The coast road to Dili is not in bad nick, considering a) the decades of war and b) that this is the poorest country in South-East Asia. Still, ignore all the people in West Timor who tell you it takes two hours from the Indonesian border to Dili. The Timorese say three and a half. When we drove, they were still building part of it.
9: Coming Back? Get A New Visa.
You’ll need a visa to cross overland from Timor Leste to Indonesia, which you can get from the embassy in downtown Dili. I’ll let you know how that goes, but I’m cautiously optimistic.

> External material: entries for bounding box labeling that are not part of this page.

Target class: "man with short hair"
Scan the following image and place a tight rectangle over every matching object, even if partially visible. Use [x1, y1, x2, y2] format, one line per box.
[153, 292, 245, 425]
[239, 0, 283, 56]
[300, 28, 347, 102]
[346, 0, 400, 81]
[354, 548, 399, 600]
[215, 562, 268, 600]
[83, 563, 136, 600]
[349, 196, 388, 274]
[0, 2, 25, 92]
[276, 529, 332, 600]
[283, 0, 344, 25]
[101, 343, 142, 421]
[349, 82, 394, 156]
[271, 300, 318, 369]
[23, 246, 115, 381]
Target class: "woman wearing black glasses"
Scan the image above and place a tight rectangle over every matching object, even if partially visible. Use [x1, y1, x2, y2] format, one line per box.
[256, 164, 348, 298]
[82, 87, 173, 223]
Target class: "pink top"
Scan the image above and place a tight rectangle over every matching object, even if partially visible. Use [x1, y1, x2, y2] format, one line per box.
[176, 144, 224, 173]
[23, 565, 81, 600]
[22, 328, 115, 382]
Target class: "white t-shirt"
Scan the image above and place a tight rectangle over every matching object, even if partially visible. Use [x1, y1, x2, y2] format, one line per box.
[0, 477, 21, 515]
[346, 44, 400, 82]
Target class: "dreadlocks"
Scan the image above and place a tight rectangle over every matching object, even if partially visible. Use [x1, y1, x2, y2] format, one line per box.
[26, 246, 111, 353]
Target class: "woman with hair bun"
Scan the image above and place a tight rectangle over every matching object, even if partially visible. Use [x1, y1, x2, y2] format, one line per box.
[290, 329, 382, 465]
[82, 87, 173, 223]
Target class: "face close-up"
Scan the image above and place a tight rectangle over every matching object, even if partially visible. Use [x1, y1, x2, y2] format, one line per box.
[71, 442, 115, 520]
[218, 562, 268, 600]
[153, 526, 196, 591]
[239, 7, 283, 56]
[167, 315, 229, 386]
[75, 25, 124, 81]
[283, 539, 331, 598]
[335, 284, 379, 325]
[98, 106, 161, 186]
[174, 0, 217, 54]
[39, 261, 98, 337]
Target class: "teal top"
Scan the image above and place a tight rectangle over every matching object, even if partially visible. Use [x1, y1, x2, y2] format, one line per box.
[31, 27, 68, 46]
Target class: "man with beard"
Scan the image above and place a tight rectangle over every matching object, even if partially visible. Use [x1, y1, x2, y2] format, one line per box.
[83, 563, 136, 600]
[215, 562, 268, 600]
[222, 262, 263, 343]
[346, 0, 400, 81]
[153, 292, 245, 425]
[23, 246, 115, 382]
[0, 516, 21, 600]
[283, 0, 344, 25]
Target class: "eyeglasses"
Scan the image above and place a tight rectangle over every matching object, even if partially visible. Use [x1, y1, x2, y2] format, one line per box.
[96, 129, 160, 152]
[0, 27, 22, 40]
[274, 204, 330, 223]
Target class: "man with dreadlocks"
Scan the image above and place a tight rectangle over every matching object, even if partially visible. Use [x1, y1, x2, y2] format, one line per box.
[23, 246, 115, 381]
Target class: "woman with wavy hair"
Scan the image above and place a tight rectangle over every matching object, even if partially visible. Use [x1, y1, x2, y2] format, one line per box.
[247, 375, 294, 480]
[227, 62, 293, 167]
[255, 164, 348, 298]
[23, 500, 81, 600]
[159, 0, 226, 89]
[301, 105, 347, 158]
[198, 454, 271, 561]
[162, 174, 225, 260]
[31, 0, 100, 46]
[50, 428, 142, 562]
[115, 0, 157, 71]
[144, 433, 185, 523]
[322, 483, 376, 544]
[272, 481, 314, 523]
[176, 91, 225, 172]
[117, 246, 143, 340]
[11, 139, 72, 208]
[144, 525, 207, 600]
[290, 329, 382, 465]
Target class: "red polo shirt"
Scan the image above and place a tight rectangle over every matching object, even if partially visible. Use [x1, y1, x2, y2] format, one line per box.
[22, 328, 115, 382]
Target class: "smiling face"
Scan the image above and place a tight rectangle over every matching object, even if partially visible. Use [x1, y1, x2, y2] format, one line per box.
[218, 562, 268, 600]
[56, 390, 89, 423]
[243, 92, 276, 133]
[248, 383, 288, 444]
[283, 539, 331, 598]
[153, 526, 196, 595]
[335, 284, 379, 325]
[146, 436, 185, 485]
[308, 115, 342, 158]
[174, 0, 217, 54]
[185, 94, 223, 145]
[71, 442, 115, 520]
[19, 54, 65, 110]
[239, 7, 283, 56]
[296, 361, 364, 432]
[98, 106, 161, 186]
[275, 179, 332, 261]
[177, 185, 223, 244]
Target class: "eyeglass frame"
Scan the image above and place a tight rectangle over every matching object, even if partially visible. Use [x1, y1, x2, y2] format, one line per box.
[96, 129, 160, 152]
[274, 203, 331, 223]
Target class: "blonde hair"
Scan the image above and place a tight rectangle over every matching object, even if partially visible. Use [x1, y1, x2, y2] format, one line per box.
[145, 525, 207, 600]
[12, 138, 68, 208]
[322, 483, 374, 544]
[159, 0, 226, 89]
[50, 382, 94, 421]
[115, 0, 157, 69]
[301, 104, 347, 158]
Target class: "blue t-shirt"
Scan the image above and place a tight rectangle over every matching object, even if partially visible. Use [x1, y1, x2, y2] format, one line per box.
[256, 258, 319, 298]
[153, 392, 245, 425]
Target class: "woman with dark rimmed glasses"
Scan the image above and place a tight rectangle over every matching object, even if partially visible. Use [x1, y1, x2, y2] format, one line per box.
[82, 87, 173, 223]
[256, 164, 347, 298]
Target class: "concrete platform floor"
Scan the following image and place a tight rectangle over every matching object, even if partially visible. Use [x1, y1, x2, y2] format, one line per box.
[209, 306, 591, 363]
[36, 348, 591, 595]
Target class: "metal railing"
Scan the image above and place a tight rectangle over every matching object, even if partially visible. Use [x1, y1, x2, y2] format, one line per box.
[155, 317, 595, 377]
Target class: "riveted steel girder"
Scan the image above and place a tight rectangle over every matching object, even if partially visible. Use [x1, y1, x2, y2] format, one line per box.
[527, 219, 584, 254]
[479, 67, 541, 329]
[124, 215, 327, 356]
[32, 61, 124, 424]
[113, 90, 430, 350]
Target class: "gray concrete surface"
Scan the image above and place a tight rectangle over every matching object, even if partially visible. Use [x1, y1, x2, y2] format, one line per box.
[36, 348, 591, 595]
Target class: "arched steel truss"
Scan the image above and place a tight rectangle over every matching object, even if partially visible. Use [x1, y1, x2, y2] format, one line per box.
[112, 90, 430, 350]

Forewarned is forearmed. It took us four visits to get our 60-day Indonesian visa from the embassy in Dili, Timor Leste, but you can do it in two. Here’s how. (The process is the same for a 30-day Indonesia visa.)
The Indonesian embassy in East Timor, one block back, and one block before, the Chinese Embassy, is open for visa applications from 9-12am. To have your visa application seen, however, you need to get there at 8am and receive your number.
What do you need? Refreshingly, neither proof of funds nor a return ticket nor a sponsor. Just a photocopy of your passport, a passport photo on the classic Indonesian red background, a *black* biro (not fibre tip), US$45 and the willingness to handwrite an application letter (they have templates). You can get the photos done in many places in Dili — we went for Pas Foto, near the ANZ cashpoint a block back from Hotel Dili.
Turnaround time is three working days, and you pick up in the afternoons. If you have an overstay on your old Indonesian visa, the attache will personally decide whether you are allowed a 60 day Indonesian visa, or only a 30 day — we got a 60-day Indonesia visa in Timor Leste, no problem, despite a couple of days overstay.